家にあった黄色い電話帳で「カウンセリング」の項目を調べてはみたけれど、そこにはあまりに多くの選択肢が並べられていた。そのうちのいったいどこなら自分の悩みを受け止めてくれるのか、僕には皆目見当がつかない。

 

カウンセリングの料金にも心を挫かれた。はっきりいってどれも高い。60分で8000円とか、1万2000円とかする。安くても6000円。こういうのは一回だけで終わるものではないから、少なくとも何回か分の金額は必要になる。5万とか10万とかは覚悟しておかなければならないだろう。500円が大金であり、1枚1500円の輸入盤の音楽CDさえ買えなかった当時の僕にとって、それはとうてい手の届かない金額だった。

 

それに、もし仮にそれだけの金額を捻出できたとしても、行った先のカウンセラーが、病気ですらない僕の悩みを受け止めてくれるという保証はどこにもない。行った先で「お前はただの甘えた人間だ」と悪しざまに糾弾されるかもしれない。高いお金を払ってそんなことを言われたら、それこそ目も当てられない。ただ単に高いお金をどぶに捨てるだけかもしれない。
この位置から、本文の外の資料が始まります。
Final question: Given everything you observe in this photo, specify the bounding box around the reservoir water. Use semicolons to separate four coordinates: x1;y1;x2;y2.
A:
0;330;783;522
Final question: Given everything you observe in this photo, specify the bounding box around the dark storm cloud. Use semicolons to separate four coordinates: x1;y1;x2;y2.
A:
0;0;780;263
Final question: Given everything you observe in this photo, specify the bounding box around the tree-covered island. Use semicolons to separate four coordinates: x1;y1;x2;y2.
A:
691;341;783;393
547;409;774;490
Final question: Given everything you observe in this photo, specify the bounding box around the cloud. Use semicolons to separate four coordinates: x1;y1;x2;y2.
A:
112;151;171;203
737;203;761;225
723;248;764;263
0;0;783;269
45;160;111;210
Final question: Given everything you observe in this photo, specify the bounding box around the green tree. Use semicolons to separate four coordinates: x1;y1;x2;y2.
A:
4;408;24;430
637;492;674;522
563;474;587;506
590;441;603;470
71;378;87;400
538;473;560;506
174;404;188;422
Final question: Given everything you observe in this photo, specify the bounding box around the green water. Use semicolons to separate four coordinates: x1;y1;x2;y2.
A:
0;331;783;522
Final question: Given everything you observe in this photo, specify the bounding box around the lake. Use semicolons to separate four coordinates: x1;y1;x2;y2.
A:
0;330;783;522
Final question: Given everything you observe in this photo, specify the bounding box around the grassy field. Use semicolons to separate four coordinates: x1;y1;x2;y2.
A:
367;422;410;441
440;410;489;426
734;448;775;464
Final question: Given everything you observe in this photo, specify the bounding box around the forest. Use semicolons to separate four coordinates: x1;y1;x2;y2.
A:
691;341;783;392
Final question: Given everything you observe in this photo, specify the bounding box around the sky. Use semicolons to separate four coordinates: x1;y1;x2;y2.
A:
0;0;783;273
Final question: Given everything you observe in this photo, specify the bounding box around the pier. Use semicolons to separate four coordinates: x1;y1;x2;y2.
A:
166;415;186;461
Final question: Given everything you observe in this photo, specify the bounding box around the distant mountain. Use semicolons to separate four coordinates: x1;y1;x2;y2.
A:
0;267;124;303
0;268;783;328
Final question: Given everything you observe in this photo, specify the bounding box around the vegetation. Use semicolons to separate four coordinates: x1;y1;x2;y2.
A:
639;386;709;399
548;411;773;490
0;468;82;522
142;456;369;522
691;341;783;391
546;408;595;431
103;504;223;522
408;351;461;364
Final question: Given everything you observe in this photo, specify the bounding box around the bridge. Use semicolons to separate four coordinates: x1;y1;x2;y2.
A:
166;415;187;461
有り金をポーカーのテーブルに乗せるにしては、それはあまりにもリスクの高い賭けだった。

 

そのような事情やリスクがあったがために、僕は「どこかに相談に行きたい」という自分の気持ちを目に見えるかたちに置き換えることができなかった。焦りと苦しさだけが膨らんでいく。

 

そして月日だけが流れた。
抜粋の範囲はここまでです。